WATCH LIVE: Prime Minister Scott Morrison holds press conference
Prime Minister Scott Morrison expects the National Cabinet to approve further changes to isolation rules for close contact in specific sectors as Omicron puts increased pressure on the country’s critical supply chain.
Prime Minister Scott Morrison urged Australians to be resilient in the face of the Omicron variant as he provided an update on the coronavirus on Monday morning.
“Omicron is a change of gears and we have to get through it – that’s what Omicron is,” he said at a press conference.
“We are dealing with a significant volume of cases but we do not see the same proportionate impact compared to previous variants in terms of impact on hospitalizations, intensive care and broken down patents.”
Nationwide, 5,097 hospital patients who have the virus, the prime minister said but added “it does not mean they went to hospital because of COVID.”
“It meant they were in the hospital and they had COVID.”
He pointed out that up to half of patients receiving intensive care were admitted for reasons other than COVID.
“Of course, living with COVID today means we continue to make sure we continue with the immunization program,” Mr. Morrison said as he marked the next phase of the national immunization program.
Starting Monday, children aged five to 11 will be able to come forward and receive their first dose of a COVID-19 vaccine just weeks before the start of the new school year.
Nationwide, 2.3 million children are now eligible, with 835,000 doses available at 6,000 sites.
Mr. Morrison confirmed that 5,100 children in the cohort of five to eleven have already received a vaccine because of the priority reunions.
Mr Morrison also started the nation’s recall program, which saw 1.3 million third doses administered last week.
Deployment is also five times faster than with the first doses and twice as fast as with the second doses.
He again warned people about the risks posed by the virus to the unvaccinated.
“If you want to end up in the hospital, not getting vaccinated against this virus is the most likely way to find yourself there.
“So please take the availability of these vaccines which are available to all Australians, free of charge, across the country. “
The PM also signaled another planned change to close contact rules for people working in the critical supply chain.
The medical expert group, AHPPC, has approved a new set of provisions for workers in food processing, production and distribution as well as emergency services that would allow them to return to work if declared close contact and are symptomatic.
The proposal was sent directly to the National Cabinet for approval, which Mr Morrison said will happen on Monday morning.
“The next step is to extend this to other critical sectors and we are looking in particular at the transport sector… and other distribution tasks,” he said.
“So not in front of the customer… we’re not talking about the people who work at the checkouts. Anyone in front of the customer is not.

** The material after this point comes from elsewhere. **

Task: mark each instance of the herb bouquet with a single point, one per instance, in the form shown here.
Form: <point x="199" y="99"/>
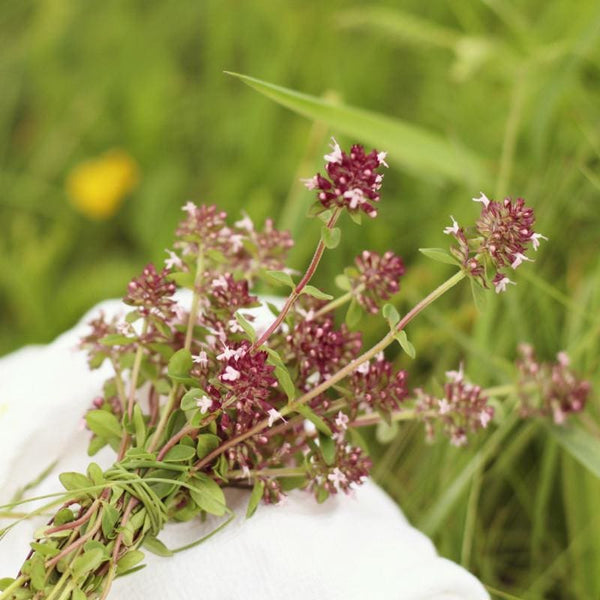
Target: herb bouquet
<point x="201" y="401"/>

“As the number of cases continues to increase, the volume of cases will of course have an inevitable impact on the workforce and so we are looking to maximize those who can stay in the workforce.
“And I must note that these provisions are already in place in the elderly care sector.”
Mr. Morrison further acknowledged the impact of the increased caseload on business and consumer spending.
“It’s predictable and understandable and it will be for some time to come as Omicron progresses and reaches its peak.
“This means it’s very difficult for businesses and so we are working to make sure that we can mitigate the impacts on businesses.
“The attorney general is leading a process with the states and territories that we believe should be concluded in time for the National Cabinet on Thursday, which will remove any suggestion that small and medium-sized businesses should test their staff.”
He also pointed out that in all of Australia’s jurisdictions – with the possible exception of Western Australia – there are no more exhibition venues, which is less of a worry for businesses.